Monitoring and predicting key agronomic traits with AI, aerial imaging, and remote sensing

Dr. Ji Zhou is taking part in agriculture’s digital revolution, integrating AI, aerial imaging, and remote sensing to determine how best to study complex plant traits. View Halo Profile >>

Tell us about your research.

I have led NIAB’s Data Sciences Department since early 2020. My lab focuses on developing multi-scale plant phenotyping and AI-driven phenotypic analysis by using a range of approaches such as satellite imagery, Agri-Drones, LiDAR, self-developed low-cost remote sensing, Videometer, and Opera HCS. Based on the large-scale and multi-dimensional plant phenotyping conducted both indoor and in the field, my lab and I incorporate genotyping and environmental datasets into the trait analysis so that novel solutions can be developed to address yield, quality and disease related challenges. My lab is specialised in Artificial Intelligence (AI, machine learning, and deep learning), computer vision, Internet of Things (IoT), and big data analytics with focuses on studying the UK’s key agricultural and horticultural crops, including wheat, Brassica, strawberry, lettuce and orchard fruits like apple.

Through these cross-disciplinary research activities, the continuous assessment of crop performance has been made possible in the context of global climate change.

Can you explain that to a non-scientist?

My lab carries out high-throughput 3D mapping (e.g. CropQuant-3D), low-cost distributed or smartphone-based phenotyping (e.g. CropSight and Leaf-GP), large-scale aerial crop monitoring (e.g. AirMeasurer and AirSurf), and automated AI-driven seed screening (e.g. SeedGerm). Through these cross-disciplinary research activities, the continuous assessment of crop performance has been made possible in the context of global climate change. I also work closely with leading research groups in the UK, Japan, and China at institutions like the University of Cambridge, the John Innes Centre, Kyoto University, and the Chinese Academy of Sciences, through which joint efforts have been made to advance research in genetic gain, trait stability, yield prediction, and genotyping-to-phenotyping linkage for larger crop populations and across different trial sites.

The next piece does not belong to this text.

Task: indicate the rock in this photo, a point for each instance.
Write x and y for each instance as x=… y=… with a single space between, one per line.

Why did you choose this area of research?

Prior to my career at NIAB-Cambridge, I was a project leader at Earlham, a joint research fellow between JIC and TGAC; and, a post-doctoral research fellow at The Sainsbury Laboratory (TSL). Through my previous work in plant-pathogen interactions, crop genetics, and plant phenomics, I am fascinated by computational techniques and how cross-disciplinary solutions could be developed to address challenging biological questions. Moreover, as a professional working in industry for nearly a decade where I was initially a bilingual IT professional in Shanghai, then a systems analyst and a project consultant at the Aviva group in Norwich, UK, I am also interested in seeking innovative solutions to advance plant research for crop research and breeding.

By combining aerial imaging, remote sensing, computer vision and deep learning techniques, we will develop dynamic models to monitor and predict key agronomic traits during the growth and development and use NIAB’s wheat pre-breeding lines to verify the work in real field conditions.

How could your Grants4Ag project someday impact #healthforall #hungerfornone?

The project proposed in the Grants4Ag call will assist breeders, growers, and researchers to determine the optimal moment to measure and select key agronomic traits. By combining aerial imaging, remote sensing, computer vision and deep learning techniques, we will develop dynamic models to monitor and predict key agronomic traits during the growth and development and use NIAB’s wheat pre-breeding lines to verify the work in real field conditions. Also, the result will: provide quantitative evidence for us to assess traits between tilling and harvest with regular aerial image evidence; generate developmental profiles of the traits so that the prediction of key traits under different environments will become possible; and, seek the optimal time to study complex traits (e.g. flowering and grain filling) so that phenotypic differences could be detected for large-scale phenotyping and more accurate genetic mapping.